ALM : Quel est le rôle du prix de la poésie du défunt écrivain et poète congolais Tchicaya U Tam’si au niveau africain?
Henri Lopes : C’est un prix extrêmement important. Car dans le domaine des lettres, la poésie est à la fois un genre majeur, peu visible et peu connu du public. Un poète trouve beaucoup de difficultés à se faire imprimer et à diffuser son œuvre. Alors tout ce qui peut permettre de donner la visibilité à une œuvre politique d’un écrivain vivant doit être encouragé et c’est le cas du prix de Tchicaya U Tam’si. Je crois que c’est le premier prix qui célèbre ce poète qui est un congolais par ses origines mais qui sentait quelque chose qui le liait à la ville d’Asilah. Il avait l’habitude d’y venir souvent, avant même que le festival culturel d’Asilah soit connu, et il en était devenu ainsi très amoureux. Il m’a beaucoup parlé de cette ville avant que je n’y vienne pour la première fois en 1985 ou 1986. Ce prix est décerné, cette année, au grand poète nigérien Niyi Osundare qui avait obtenu plusieurs distinctions dont le prix du Commonwealth. 

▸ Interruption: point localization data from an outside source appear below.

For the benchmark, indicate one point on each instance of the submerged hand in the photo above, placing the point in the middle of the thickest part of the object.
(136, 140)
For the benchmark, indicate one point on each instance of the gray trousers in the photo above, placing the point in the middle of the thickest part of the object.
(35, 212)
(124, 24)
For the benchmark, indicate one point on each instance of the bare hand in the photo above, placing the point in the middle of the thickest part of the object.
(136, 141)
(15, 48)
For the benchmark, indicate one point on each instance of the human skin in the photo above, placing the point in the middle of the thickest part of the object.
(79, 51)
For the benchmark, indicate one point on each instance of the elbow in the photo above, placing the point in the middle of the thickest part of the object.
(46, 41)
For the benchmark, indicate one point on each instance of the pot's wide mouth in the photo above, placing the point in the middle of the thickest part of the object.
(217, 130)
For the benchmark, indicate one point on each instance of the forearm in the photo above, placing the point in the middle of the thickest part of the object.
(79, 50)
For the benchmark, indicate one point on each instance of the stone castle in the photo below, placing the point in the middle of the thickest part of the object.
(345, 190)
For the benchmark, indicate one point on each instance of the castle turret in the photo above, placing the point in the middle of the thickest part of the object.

Quel est, à votre avis, l’apport des manifestations culturelles et artistiques tel celui du moussem d’Asilah au niveau africain ?
De telles manifestations ont un impact important dans le domaine culturel et artistique. Parce qu’une rencontre de ce genre permet de faire sortir le créateur- qu’il soit écrivain, peintre, musicien ou sculpteur de la solitude dans laquelle il se trouve. Et je crois que le festival d’Asilah est pratiquement le seul festival qui a réussi à avoir lieu chaque année.
C’est une belle expérience à prendre en modèle. C’est vrai qu’il y ait eu de grands festivals panafricains mais en près de cinquante ans il n’en est resté que deux ou trois. Il faut aussi souligner l’impact positif de ce Moussem sur cette petite ville qui était presque autrefois à l’abandon.
Sa renaissance est dû essentiellement à la culture et non pas à d’autres richesses. Telle est l’affirmation de l’UNESCO où j’ai travaillé et défendu l’idée que la culture est le fondement du développement.

Comment se comporte la culture africaine ?
La culture permet de jouir de la gaieté de la vie en Afrique, c’est ce qui nous a permis de survivre par exemple à la traite négrière. Ce sont les esclaves qui chantaient dans les cales de bateaux qui ont donné naissance à la grande chanson américaine. Aujourd’hui lorsque vous allez dans une discothèque, vous voyez que les jeunes ne dansent plus le Tango ou le menyé de leurs parents ou de leurs grands-parents mais ils pratiquent la danse dans nos villages, en tapant dans les mains, en déhanchant… Cette culture africaine n’est pas écrite de manière explicite, malheureusement et les gouvernements et les autorités sont appelés à appuyer et soutenir ces artistes créateurs.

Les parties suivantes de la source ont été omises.